The Commissioner claims that “terrorism has no religion”.  But as she well knows, a grossly disproportionate share of terrorist attacks in the West over the last 20 years or more have been carried out by people acting in the name of Islam/Allah.  I’m not suggesting most Muslims endorsed those attacks, but terrorism has been a Muslim phenomenon, not a Christian or agnostic one.  To deal with the issues, we all need to recognise that fact, and the Muslim community needs to confront it.  Dame Susan appears not to want to.  Similarly, it is practising Muslims, with widespread support in Muslim communities, who endorse a policy of, for example, driving Israel into the sea.  I’m sure Dame Susan knows this, but wants to ignore it.    And is the final part of her first sentence even true: I’m sure most Muslim New Zealanders do condemn terrorism, and the leaders of the community also do, but her assertion is that all do.  And our security services suggest that is most unlikely to be true.

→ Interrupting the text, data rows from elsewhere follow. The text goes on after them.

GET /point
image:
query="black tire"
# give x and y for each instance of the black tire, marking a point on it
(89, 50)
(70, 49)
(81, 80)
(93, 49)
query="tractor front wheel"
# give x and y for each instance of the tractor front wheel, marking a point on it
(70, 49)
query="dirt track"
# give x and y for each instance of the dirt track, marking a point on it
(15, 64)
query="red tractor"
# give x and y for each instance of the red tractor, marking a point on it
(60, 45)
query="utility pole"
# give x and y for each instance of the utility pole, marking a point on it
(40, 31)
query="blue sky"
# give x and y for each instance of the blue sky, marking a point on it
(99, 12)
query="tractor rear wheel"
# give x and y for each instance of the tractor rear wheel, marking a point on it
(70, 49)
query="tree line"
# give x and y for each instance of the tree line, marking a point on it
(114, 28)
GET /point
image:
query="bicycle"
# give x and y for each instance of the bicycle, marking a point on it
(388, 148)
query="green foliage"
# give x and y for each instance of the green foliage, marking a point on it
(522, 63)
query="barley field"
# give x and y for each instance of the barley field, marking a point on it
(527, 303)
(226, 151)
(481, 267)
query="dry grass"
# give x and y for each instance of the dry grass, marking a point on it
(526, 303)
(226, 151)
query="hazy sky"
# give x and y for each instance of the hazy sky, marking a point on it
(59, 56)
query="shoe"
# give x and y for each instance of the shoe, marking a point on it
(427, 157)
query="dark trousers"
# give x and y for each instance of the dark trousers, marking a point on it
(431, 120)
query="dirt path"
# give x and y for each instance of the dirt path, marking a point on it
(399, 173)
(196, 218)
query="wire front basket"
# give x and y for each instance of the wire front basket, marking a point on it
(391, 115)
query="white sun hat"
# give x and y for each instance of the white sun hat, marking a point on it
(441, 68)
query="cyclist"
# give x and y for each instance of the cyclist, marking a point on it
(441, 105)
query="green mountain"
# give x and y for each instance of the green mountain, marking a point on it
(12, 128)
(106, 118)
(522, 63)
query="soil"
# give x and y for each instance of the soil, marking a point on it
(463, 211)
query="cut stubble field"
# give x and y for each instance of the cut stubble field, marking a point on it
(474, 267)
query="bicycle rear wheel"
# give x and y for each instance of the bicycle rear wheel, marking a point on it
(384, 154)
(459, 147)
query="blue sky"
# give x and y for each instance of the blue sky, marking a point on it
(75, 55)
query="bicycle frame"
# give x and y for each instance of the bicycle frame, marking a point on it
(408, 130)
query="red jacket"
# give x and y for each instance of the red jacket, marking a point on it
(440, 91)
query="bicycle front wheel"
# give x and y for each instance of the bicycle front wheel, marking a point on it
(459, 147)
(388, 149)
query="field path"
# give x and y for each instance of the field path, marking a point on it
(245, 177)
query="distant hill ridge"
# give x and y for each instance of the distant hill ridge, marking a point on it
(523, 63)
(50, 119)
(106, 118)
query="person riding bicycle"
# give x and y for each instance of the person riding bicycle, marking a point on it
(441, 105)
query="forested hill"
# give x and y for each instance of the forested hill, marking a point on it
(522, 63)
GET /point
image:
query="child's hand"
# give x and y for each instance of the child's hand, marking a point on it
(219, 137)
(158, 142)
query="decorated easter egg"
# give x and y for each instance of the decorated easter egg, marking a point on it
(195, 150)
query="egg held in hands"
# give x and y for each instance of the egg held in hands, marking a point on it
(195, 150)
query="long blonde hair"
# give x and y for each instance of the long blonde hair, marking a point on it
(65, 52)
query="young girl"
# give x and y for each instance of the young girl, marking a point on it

Perhaps more worrying is Dame Susan’s second sentence, “The Human Rights Commission stands alongside Muslim New Zealanders in their continued and uncompromising call for peace”.  Does she not realise that “Islam” itself derives from the word used for both “peace” and “submission” –  of man to God, but also of non-Muslims to Muslims.   Her definition of “peace” is unlikely to be the traditional Islamic one, and the latter poses a serious threat in much of the world.  Even ISIS often lets non-Muslims live if they submit to Islam, pay additional tax etc.  Is that the vision of peace/submission Dame Susan has in mind?

The final sentences are mostly vacuous, or just a lie.  Sure there are terrorists who act in other causes than Islamic ones, but a large number of terrorists act in name of Islam.  That terrorism clearly does have a religion, and other adherents of that religion have been too ready to make excuses for those terrorist acts, or to run one line to Western media  and do-gooding officials, and another in their own communities.  And does humanity have a religion?  Well, maybe not, but recall that our country was built by those influenced over hundreds of years by one whose path to redemption led through his own sacrificial death on the cross, and who commanded Peter to put down his sword.  Contrast that to the example of Muhammed the warrior.  Christianity was founded in divine self-sacrifice.  Islam in aggressive war.

None of this is to suggest that Christian communities and people have been without fault, either now or in the past.  People have done evil, and will no doubt do so again, claiming the warrant of Christ and the gospel for their actions.  Should, heaven forbid, some terrorist group claiming to be Christians launch similar attacks in the capital of a majority Islamic country –  in what would, after all, be an isolated event not part of an established pattern of behaviour –  I would hope and expect much stronger, consistent, and uncompromising statements than what we have from the Islamic Federation this weekend.

Dame Susan seems both naïve and dangerous; perhaps even a threat to true religion.  Serious religion makes serious and exclusive claims.    It matters, both now and in the age to come.   But Dame Susan, with little serious analysis of Islam or of the geopolitical situation, seems to want us to believe that diverse religions are just some appealingly different outward garments covering common aspirations, values etc.

It is more forcefully, and secularly, expressed than I would, but this column of Mark Steyn’s is a more bracing and realistic take than Dame Susan offers.